La France a été la première à transcrire immédiatement cette directive dans son droit interne (4) : la loi française de juillet 2019 dispose que l’autorisation des éditeurs est requise – article L218-2 du code de la propriété intellectuelle (CPI) – pour la reprise de leurs articles et que les droits des éditeurs peuvent être cédés ou faire l’objet d’une licence (article L218-3 du CPI).

L’« Etat » Google, pas hors-la-loi
L’adoption de cette directive européenne « Copyright », comme sa transcription dans l’ordre juridique français, aurait dû, selon notre modèle démocratique, mettre fin au débat en application du principe selon lequel « la loi est dure mais c’est la loi »… Cependant, nous commençons à nous rendre compte que les GAFAM disposent de la puissance financière d’un Etat (sans les contraintes de l’administration et/ou des électeurs) et qu’ils ont de plus en plus tendance à vouloir s’affranchir des contraintes légales nationales existantes, probablement pour « penser globalement et virtuellement». Le projet «metaverse » (de monde en ligne virtuel et immersif) de Facebook sera prochainement l’aboutissement de cette démarche transfrontalière et planétaire.

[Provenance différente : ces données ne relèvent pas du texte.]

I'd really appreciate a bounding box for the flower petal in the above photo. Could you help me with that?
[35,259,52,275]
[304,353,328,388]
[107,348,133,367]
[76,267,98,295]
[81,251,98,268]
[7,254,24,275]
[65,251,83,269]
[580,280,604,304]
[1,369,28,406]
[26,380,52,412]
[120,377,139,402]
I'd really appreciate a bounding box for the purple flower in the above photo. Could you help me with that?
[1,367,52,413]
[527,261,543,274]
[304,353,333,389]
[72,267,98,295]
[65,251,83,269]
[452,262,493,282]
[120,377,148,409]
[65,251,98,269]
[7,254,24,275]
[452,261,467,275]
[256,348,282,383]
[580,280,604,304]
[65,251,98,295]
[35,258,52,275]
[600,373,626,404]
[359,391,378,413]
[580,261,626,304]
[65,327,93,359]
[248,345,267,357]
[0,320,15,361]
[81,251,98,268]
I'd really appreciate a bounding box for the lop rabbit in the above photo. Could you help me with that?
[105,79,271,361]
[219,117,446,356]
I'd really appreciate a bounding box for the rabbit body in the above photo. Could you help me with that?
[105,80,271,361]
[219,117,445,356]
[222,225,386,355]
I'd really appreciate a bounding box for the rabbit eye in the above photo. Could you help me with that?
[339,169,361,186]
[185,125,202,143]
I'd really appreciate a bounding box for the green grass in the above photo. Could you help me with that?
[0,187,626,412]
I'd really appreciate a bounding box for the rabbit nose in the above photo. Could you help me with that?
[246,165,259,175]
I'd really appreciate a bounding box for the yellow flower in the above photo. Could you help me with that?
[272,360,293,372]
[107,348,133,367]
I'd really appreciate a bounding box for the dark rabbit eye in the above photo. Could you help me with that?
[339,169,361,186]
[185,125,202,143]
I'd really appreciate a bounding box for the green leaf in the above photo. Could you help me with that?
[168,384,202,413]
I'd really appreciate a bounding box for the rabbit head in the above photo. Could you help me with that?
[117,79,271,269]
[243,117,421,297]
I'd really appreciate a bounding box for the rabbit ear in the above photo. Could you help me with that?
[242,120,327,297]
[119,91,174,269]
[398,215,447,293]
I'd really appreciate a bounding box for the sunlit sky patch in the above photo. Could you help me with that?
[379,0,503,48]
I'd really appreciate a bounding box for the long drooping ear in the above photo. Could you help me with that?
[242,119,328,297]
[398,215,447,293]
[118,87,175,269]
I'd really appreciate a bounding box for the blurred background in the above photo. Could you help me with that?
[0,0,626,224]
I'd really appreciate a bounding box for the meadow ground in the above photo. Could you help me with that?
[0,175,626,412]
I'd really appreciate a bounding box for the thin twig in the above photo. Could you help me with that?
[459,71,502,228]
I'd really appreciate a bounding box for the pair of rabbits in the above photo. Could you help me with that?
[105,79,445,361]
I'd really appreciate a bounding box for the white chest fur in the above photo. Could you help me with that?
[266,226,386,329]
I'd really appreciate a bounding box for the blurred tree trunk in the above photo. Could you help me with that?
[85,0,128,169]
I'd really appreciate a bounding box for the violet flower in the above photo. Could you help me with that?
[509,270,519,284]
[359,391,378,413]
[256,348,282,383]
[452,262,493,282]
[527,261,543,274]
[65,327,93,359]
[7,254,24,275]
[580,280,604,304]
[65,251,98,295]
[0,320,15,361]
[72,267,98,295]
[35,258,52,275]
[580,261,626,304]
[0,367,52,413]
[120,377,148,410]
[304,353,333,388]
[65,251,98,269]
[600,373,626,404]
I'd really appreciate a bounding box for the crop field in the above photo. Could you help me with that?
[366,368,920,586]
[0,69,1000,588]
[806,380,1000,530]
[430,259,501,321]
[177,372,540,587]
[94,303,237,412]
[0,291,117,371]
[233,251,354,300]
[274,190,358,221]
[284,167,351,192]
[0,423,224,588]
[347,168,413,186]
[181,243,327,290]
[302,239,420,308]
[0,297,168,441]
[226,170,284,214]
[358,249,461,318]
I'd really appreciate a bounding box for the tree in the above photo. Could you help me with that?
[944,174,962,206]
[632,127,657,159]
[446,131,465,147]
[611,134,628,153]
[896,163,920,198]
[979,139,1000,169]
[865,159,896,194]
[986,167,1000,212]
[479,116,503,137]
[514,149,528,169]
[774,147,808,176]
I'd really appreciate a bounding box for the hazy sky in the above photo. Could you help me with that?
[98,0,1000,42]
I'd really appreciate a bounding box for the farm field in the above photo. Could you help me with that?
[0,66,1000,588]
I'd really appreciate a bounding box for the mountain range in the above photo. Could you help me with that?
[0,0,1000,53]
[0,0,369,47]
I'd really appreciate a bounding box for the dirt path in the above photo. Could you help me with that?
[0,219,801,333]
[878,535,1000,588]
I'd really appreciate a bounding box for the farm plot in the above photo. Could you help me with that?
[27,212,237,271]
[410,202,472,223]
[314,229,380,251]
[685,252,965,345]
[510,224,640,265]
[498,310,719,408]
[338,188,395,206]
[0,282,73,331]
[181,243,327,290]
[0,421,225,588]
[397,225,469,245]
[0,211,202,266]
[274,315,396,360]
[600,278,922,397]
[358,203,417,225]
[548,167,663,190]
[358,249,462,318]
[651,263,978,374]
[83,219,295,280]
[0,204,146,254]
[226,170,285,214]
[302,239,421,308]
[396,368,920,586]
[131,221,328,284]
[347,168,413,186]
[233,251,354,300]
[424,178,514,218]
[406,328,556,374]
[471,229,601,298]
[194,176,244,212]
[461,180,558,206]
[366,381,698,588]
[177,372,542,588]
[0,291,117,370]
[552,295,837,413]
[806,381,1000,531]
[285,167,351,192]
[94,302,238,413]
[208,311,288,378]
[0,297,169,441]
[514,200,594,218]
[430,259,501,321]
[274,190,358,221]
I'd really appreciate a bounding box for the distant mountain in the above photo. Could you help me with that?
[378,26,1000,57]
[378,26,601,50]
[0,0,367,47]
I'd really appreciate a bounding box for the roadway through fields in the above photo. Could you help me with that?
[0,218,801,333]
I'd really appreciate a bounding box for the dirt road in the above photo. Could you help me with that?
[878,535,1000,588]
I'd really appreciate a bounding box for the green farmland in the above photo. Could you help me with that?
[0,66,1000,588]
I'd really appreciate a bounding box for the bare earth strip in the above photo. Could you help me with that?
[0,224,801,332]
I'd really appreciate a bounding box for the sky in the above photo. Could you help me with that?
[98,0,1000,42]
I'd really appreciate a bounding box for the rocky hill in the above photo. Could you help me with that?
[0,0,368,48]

En conséquence, plutôt que de se soumettre à la loi française, et d’entrer de bonne foi dans une négociation avec les éditeurs et les agences de presse pour la rémunération de la reprise de leurs contenus, Google avait unilatéralement décidé qu’elle n’afficherait plus les extraits d’articles ou de dépêches, ni les photographies, ni les vidéos, au sein de ses différents services, sauf à ce que chaque éditeur lui en donnent l’autorisation à titre gratuit.

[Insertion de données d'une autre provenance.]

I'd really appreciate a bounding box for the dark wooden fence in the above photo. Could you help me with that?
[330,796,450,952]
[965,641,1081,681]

Poids de l’Autorité de la concurrence
Le risque d’être marginalisé ou de devenir invisible était tel que la très grande majorité des éditeurs ont consenti gratuitement lesdites autorisations (et ce pour un périmètre plus large qu’avant la directive « Copyright »…). Saisi en France par les éditeurs et l’Agence France-Presse (AFP), l’Autorité de la concurrence (ADLC) a considéré en avril 2020 que le comportement de Google était « susceptible de constituer un abus de position dominante » et qu’il « portait une atteinte grave et immédiate au secteur de la presse » (5). Elle a donc prononcé sept injonctions provisoires à l’égard de Google pour l’obliger à renoncer à la gratuité et à négocier de bonne foi avec les éditeurs la rémunération qui leur était due. Cette décision a été confirmée par un arrêt définitif d’octobre 2020 de la cour d’appel de Paris (6). Hélas ! Google n’a pas semblé avoir été immédiatement sensible aux injonctions de l’ADLC puisque, le 12 juillet 2021, les filiales Google France et Google Ireland se sont vues infligées une sanction de 500 millions d’euros (7) pour avoir méconnu plusieurs des injonctions d’avril 2020. De plus, le gendarme de la concurrence a ordonné à Google de présenter une offre de rémunération pour les utilisations actuelles de leurs contenus protégés aux éditeurs et de leur communiquer les informations nécessaires à l’évaluation d’une telle offre, sous peine d’astreintes pouvant atteindre 900.000 euros par jour de retard. C’est dans ce contexte que Google et l’AFP ont annoncé dans un communiqué commun (8) daté du 17 novembre 2021, la conclusion d’un accord concernant la reprise des contenus multimédias produits et diffusés par l’Agence France-Presse. Le même jour, dans une dépêche AFP, son PDG Fabrice Fries a apporté quelques précisions complémentaires par rapport au communiqué initial : cet accord est d’une durée de cinq ans et « couvre toute l’UE, dans toutes les langues de l’AFP [à savoir six langues, ndlr], y compris dans les pays qui n’ont pas transposé la directive ».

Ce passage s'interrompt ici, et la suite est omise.